New Magazine Focuses on Job Creativity and Innovation
Posted on December 10, 2004
Worthwhile is a new bi-monthly magazine intended for those looking to infuse their work lives with more fulfillment and joy. The magazine is filled with inspiring columns, profiles, and articles. Anita Sharpe is the co-founding editor of Worthwhile, and a Pulitzer Prize-winning writer for The Wall Street Journal. Sharpe has joined forces with co-founding editor, Kevin Salwen, a veteran editor of The Wall Street Journal. The magazine is available on newsstands for $4.95.
Sharpe and Salwen created Worthwhile for what Salwen describes as "the next generation of business leaders -- the designers, lawyers, consultants and others who aspire to achieve greater fulfillment and meaning in their work lives. These professionals don't consider themselves 'business people,' but care intensely about their careers."
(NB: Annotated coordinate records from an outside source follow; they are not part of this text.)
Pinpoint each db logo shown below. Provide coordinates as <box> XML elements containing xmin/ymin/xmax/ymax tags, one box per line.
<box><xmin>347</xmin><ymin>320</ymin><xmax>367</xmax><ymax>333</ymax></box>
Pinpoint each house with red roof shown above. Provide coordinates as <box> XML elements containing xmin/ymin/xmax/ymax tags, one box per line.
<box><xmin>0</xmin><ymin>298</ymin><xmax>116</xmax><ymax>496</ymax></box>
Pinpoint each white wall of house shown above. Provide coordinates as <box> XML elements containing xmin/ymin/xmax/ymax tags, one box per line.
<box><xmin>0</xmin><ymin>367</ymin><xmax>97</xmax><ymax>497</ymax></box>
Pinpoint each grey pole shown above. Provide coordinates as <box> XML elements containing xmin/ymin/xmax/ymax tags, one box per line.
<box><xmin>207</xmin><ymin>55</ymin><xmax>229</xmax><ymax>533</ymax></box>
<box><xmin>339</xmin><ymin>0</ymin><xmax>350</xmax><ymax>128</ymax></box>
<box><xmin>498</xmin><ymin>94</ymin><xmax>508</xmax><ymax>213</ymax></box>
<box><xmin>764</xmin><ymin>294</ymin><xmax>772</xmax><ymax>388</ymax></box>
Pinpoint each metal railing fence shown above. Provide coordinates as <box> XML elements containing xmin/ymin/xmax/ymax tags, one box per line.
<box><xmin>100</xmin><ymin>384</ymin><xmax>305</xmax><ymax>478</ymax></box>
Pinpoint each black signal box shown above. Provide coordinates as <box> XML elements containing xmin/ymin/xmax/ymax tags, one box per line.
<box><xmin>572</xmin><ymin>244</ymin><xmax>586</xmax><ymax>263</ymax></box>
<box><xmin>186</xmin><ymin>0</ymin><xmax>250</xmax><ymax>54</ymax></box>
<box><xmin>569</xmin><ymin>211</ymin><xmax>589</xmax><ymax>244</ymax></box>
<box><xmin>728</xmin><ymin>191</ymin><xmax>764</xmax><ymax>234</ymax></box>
Worthwhile's editorial slant is unlike that found in traditional business magazines. "All too often they have missed the heart and soul of the world of work, and are disconnected from what career people want in a magazine today," said Salwen. "In fact, they contribute to the disconnect and emptiness that so many people feel about their jobs because they do so little to spark the imagination of the American professional."
Highlights of the first issue include:
- When Bad Companies Happen to Good People -- Living with the stigma of having worked for Enron, Tyco International, Andersen or WorldCom.
- How to Win Over the Dr. No Boss -- When your boss says no to your last 5 good ideas, here are solutions to turning things around.
- A guide to starting that big life change for the 50 hours a week you want to reclaim.
- A profile of Bert and John Jacobs, founders of Life is Good, manufacturers of trademarked merchandise that earned $24 million in 2003. That story runs in the same "Love Your Work Life package" as pieces on designer Kenneth Cole, food pioneer Alice Waters, consultant turned nonprofit pioneer Tim Zak, OneWorld Health's Victoria Hale, social investor Laura Arrillaga, Mindspring founder turned real-estate creator Charles Brewer and IBM's Ann Cramer.
Kevin Salwen is co-founding editor of Worthwhile. Before he and business partner Anita Sharpe started the company that created Worthwhile, Salwen had an 18-year career at The Wall Street Journal, where he was most recently national small-business editor, managing the newspaper's coverage of entrepreneurship and family business. Prior to taking on the small-business editorship at the WSJ, Salwen launched two publications, covered two presidential administrations and wrote two different columns.